L'écrivain a rencontré Sonka en 1890 à Sakhaline, où elle purgeait une peine de travaux forcés. Ses années de gloire étaient alors derrière elle. Mais dans les années 1860 - 1870, Bliouvchtein, femme juive venue d’un petit village près de Varsovie, faisait tourner les têtes dans toute la Russie et l’Europe (elle maîtrisait cinq langues), organisait des vols et soutirait d’énormes sommes d’argent.
Sonka agissait avec talent et brio. Sous l'apparence d'une noble dame, elle pénétrait dans des hôtels et dévalisait les chambres de leurs biens. Elle volait des diamants dans des bijouteries en les mettant sous ses faux ongles ou dans sa bouche. Se présentant comme une aristocrate ou une marchande, elle déployait des trésors de gentillesse et de simplicité, de sorte que personne n’hésitait à lui confier son argent et ses bijoux.

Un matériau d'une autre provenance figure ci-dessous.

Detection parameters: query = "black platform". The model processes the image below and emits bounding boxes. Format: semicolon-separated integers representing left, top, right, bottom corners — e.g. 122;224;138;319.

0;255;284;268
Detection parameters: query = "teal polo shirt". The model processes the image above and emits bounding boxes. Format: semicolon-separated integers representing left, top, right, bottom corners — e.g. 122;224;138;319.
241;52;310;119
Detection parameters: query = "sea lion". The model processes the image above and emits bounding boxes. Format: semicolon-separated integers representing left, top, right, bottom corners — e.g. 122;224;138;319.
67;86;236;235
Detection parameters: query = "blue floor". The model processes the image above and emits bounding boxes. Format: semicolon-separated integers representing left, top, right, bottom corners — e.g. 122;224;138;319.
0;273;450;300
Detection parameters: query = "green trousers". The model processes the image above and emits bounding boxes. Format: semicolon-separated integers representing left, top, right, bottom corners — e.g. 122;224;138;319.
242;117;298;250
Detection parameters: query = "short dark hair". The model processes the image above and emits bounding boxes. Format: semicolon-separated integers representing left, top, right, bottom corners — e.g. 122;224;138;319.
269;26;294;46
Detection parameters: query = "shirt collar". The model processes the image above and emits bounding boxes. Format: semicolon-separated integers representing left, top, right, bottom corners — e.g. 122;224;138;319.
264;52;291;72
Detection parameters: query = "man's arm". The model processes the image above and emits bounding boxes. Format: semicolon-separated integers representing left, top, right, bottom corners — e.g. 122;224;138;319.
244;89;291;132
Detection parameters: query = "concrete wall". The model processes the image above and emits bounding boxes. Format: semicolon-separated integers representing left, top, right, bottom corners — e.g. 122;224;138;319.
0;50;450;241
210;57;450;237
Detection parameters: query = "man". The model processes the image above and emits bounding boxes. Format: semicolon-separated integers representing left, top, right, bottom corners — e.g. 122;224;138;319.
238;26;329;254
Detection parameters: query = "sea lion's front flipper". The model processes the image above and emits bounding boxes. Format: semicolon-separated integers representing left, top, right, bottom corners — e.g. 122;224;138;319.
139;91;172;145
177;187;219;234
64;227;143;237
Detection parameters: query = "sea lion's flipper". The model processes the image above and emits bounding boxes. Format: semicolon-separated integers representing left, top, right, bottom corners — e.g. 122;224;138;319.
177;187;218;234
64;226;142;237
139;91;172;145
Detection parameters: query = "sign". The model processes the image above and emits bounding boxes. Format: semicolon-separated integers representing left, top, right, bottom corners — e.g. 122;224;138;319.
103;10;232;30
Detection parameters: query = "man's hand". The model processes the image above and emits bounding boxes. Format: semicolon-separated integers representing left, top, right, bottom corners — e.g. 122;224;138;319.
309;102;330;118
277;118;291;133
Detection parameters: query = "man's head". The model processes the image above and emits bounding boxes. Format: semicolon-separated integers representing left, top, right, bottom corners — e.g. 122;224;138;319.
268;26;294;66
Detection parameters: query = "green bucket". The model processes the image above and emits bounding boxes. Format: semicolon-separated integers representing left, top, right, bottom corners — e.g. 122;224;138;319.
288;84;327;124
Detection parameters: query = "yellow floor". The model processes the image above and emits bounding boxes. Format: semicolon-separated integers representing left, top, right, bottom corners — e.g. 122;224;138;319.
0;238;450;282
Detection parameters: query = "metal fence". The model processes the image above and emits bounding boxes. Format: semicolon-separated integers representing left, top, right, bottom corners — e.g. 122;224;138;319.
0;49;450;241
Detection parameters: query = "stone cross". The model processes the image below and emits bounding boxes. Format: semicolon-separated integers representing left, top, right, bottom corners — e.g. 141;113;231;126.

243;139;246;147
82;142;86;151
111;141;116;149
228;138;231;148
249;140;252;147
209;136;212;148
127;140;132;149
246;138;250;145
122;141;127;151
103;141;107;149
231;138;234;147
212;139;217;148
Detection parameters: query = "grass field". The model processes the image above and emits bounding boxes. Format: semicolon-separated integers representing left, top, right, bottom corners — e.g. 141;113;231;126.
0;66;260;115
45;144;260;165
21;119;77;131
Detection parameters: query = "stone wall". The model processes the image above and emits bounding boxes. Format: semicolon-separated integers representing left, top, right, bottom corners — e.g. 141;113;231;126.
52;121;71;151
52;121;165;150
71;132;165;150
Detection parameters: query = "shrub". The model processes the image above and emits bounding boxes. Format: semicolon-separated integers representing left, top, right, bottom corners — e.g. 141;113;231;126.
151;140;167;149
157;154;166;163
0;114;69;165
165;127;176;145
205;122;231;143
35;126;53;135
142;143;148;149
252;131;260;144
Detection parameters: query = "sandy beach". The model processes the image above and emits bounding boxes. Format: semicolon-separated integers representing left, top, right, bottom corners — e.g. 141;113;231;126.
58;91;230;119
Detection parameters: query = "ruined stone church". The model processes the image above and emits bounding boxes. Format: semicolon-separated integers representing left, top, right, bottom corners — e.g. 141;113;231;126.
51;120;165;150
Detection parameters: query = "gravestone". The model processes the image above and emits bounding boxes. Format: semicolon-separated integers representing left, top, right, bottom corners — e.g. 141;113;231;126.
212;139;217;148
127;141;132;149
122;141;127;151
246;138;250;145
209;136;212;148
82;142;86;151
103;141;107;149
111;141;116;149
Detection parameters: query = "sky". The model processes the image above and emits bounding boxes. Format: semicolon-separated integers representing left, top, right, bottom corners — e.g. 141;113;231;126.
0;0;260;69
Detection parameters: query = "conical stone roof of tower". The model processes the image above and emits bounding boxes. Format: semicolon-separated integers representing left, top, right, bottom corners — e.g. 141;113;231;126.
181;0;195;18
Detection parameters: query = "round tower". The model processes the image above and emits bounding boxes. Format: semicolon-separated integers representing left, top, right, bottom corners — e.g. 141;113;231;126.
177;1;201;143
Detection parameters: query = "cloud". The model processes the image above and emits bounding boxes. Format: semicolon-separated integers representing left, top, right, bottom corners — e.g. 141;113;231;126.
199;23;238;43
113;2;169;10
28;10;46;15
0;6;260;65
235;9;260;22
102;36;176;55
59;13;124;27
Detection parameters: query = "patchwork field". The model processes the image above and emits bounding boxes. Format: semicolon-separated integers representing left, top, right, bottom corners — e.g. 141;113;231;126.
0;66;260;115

Elle a été à plusieurs reprises arrêtée, jugée et parfois emprisonnée - mais Sonka charmait ses gardes et s’enfuyait même avec eux. Un juré qui assistait à l'un des procès de Bliouvchtein a déclaré avec admiration qu'elle était capable de « subjuguer une bonne centaine d'hommes ». Mais au fil du temps, la beauté de Sonka s'est estompée et la chance a commencé à la trahir - elle a mis fin à ses jours à Sakhaline. Pourtant, certaines légendes affirment que la voleuse insaisissable aurait réussi à s’échapper des travaux forcés et à passer la fin de sa vie à Odessa ou à New York.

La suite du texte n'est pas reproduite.